Wird es seitens Swissmechanic Aktivitäten zur Messe geben?

Wir haben einen Gemeinschaftsstand für unsere Mitglieder organisiert, an dem über 20 Firmen teilnehmen werden. Bereits daran erkennt man, wie wichtig wir die Messe nehmen und welche Bedeutung sie für uns auch in der Zukunft haben wird. Wir präferieren auf jeden Fall die Industrialis als kommende Leitmesse.

 

Damit ist ein Schwerpunkt der zukünftigen Arbeit des neuen Swissmechanic-Direktors Jürg Marti bereits gesetzt. Welche weiteren Themen liegen Ihnen sonst noch am Herzen?

Mit seinen rund 1300 Mitgliedern, die rund 70 000 Mitarbeitende und 15 bis 20 Milliarden Franken BIP-Anteil repräsentieren, ist Swissmechanic ein volkswirtschaftliches Schwergewicht. Es wird eine meiner Hauptaufgaben sein, die Positionierung des Verbandes weiter zu festigen und auszubauen. Einerseits in Richtung politische Positionierung; andererseits, wenn es darum geht mit Veranstaltungen wie dem Business Day oder Weiterbildungsangeboten Networking-Plattformen für unsere Mitglieder zu etablieren. Einen weiteren Schwerpunkt sehe ich darin, das Gewicht und die Kraft von Swissmechanic zum wirtschaftlichen Vorteil der Mitglieder einzusetzen. Es existieren Überlegungen, ein Mehrwertpaket zu schnüren, das verschiedene Dienstleistungsaspekte umfasst wie Versicherungen, Nutzfahrzeugeinkauf oder Pooleinkauf von Rohmaterial, um unsere Mitglieder auf der Kostenseite zu entlasten; auch, um dadurch ein wenig den Druck der geringeren Margen zu mindern.

 

Eine allfällig etwas ketzerische Frage zum Abschluss: Wie jeder Dienstleistungs- und Kommunikationsanbieter stehen auch die Verbände unter zunehmendem Erwartungs- und Erfolgsdruck. Wie antwortet Swissmechanic auf diese Herausforderung?

Eine Begründung ist sicherlich, dass wir uns stark machen für eine Branche, die sonst kaum eine politische Lobby hätte. Wir können in diesen unruhigen Zeiten Anker und Kompass sein.

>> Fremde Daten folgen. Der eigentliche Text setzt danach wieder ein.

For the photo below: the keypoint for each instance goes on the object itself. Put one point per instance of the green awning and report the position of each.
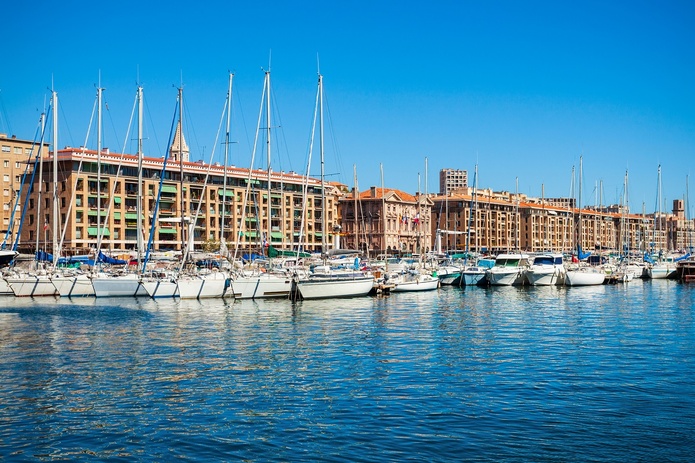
(92, 231)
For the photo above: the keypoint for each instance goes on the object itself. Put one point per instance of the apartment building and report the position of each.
(15, 155)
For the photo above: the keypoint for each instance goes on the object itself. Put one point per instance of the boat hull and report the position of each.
(327, 287)
(260, 286)
(32, 286)
(545, 276)
(584, 277)
(203, 287)
(73, 285)
(420, 284)
(118, 286)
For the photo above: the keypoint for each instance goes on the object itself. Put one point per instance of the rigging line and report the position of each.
(154, 131)
(334, 140)
(243, 118)
(191, 238)
(3, 113)
(100, 233)
(162, 175)
(190, 128)
(276, 114)
(113, 126)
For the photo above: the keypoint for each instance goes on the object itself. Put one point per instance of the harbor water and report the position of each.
(505, 374)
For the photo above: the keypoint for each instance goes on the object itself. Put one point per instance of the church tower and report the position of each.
(179, 149)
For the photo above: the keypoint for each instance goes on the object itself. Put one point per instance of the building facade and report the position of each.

Aber, Sie erkennen das zu Recht Herr Pittrich, wie jedes Unternehmen sind auch die Verbände vom aktuellen Strukturwandel tangiert. Ich habe, wie bereits ausgeführt, wenig Berührungsängste mit Veränderungen und sehe sie als Chance. Mit dem wirtschaftlichen Gewicht und der regionalen Verankerung ist Swissmechanic Veränderungstendenzen nicht einfach nur so ausgesetzt, sondern in der Lage, die Verbandslandschaft auch aktiv mitzugestalten. Sollten sich Möglichkeiten zu Partnerschaften ergeben, im Sinne unserer Verbandsstrategie und -politik, dann werden wir auch darüber diskutieren. Wir wollen wachsen, um der Branche weiterhin ein ruhiger Hafen in stürmischen Zeiten zu sein.